Heidi Tagliavini (born 1950) is a Swiss former diplomat. She is noted for her service with international aid and peacekeeping missions; a 2003 profile in the monthly magazine of the Neue Zürcher Zeitung called her "Switzerland's outstanding diplomat". She was charged with leading the European Union investigation into the causes of the 2008 Russo-Georgian War, and represented the OSCE in the 2015 negotiations about the Minsk II agreement concerning the war in Donbas.

==Life==
Tagliavini was born in 1950 in Basel.

==Career==
After joining the Swiss diplomatic service in 1982, Tagliavini served in the Directorate of Political Affairs of the Federal Department of Foreign Affairs and was posted to The Hague.

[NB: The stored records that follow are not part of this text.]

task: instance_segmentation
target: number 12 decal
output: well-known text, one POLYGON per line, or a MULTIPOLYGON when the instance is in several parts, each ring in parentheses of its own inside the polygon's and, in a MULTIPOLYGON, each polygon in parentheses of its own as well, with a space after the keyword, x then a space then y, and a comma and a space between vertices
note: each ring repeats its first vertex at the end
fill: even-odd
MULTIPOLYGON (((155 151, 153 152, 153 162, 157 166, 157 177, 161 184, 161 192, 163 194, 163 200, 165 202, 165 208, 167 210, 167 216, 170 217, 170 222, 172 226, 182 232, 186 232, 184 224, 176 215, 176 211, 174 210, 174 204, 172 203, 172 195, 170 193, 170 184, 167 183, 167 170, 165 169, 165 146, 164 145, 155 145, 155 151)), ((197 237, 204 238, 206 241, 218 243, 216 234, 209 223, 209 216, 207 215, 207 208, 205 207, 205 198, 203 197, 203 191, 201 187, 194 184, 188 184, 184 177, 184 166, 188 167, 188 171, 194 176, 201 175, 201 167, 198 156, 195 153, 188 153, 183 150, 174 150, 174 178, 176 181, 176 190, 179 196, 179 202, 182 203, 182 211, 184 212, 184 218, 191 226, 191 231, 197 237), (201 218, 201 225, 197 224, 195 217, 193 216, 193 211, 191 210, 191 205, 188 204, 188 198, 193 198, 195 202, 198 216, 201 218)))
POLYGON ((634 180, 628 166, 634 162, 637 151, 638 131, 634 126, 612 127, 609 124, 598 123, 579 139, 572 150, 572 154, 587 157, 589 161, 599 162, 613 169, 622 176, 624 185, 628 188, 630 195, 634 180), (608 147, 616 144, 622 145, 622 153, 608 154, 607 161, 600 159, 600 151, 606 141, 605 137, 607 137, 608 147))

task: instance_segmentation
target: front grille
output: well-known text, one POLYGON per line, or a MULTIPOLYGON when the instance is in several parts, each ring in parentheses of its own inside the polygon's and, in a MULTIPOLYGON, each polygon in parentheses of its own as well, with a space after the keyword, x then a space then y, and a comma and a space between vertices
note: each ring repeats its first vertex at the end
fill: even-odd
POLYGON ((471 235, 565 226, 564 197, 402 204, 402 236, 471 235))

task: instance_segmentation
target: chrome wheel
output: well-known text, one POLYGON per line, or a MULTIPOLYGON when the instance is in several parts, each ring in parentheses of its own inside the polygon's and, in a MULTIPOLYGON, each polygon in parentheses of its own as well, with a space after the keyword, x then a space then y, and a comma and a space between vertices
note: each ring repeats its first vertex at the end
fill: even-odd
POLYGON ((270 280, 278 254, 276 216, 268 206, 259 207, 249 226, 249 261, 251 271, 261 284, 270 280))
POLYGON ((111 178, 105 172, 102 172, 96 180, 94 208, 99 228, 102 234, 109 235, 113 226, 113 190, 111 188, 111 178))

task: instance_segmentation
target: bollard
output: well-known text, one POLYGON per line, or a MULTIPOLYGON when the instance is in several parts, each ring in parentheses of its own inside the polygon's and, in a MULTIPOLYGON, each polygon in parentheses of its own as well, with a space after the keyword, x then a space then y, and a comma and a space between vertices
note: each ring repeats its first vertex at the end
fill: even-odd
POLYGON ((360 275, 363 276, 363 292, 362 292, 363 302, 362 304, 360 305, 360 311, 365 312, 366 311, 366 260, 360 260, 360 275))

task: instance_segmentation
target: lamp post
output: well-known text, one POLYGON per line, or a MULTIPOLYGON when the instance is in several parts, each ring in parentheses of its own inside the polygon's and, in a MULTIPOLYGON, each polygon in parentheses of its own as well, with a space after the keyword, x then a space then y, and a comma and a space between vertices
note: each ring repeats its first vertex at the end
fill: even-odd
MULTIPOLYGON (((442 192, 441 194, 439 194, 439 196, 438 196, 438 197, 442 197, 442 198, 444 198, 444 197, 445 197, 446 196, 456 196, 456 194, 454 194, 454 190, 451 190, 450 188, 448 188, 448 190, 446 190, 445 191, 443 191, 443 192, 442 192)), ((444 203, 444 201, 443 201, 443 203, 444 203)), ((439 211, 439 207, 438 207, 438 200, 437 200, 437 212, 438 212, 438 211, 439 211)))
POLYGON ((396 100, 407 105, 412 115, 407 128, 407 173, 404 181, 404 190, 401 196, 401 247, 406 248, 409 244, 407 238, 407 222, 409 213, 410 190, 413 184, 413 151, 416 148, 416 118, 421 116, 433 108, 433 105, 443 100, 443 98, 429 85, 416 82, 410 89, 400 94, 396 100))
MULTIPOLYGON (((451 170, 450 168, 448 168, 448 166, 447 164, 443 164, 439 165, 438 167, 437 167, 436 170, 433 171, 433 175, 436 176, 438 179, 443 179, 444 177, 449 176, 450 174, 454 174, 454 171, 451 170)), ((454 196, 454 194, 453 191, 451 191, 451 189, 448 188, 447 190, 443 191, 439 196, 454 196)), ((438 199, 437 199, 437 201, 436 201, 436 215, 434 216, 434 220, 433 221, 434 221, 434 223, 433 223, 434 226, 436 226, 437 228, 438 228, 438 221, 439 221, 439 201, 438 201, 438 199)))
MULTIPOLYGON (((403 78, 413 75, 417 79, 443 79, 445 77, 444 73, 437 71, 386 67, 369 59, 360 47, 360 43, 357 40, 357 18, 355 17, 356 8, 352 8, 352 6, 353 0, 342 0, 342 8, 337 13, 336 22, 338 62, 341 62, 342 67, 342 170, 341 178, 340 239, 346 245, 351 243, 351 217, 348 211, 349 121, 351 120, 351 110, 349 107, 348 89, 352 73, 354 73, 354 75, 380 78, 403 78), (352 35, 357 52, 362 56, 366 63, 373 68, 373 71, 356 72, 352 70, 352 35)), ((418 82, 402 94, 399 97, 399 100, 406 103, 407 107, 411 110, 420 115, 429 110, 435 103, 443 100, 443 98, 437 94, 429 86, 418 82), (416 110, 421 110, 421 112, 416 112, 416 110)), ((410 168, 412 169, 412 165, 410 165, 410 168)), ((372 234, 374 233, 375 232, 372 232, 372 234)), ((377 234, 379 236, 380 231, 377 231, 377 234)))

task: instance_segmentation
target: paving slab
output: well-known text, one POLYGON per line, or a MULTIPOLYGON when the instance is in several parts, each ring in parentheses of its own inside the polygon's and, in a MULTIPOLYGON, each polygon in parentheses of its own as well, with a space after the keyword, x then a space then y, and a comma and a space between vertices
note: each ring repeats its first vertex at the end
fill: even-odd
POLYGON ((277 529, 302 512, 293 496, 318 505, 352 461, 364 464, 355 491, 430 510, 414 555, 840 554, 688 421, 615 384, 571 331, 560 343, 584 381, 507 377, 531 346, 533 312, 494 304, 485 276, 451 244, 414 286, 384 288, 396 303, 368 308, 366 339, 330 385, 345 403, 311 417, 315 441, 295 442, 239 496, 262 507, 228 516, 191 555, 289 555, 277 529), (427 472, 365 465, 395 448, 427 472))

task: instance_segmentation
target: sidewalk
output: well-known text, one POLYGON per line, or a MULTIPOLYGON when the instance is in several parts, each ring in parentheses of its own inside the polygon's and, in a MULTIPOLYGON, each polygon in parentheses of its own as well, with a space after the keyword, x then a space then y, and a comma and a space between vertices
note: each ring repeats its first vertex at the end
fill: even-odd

She was a member of the first Organization for Security and Co-operation in Europe (OSCE) Assistance Group to Chechnya in 1995.

In 1996, Tagliavini served as Minister and Deputy Head of Mission of the Swiss embassy in Moscow. From 1998 to 1999, she was the Deputy Head of the United Nations Observer Mission in Georgia (Unomig). Returning to Switzerland in 1999, she was appointed head of Human Rights and Humanitarian Policy in the Department of Foreign Affairs.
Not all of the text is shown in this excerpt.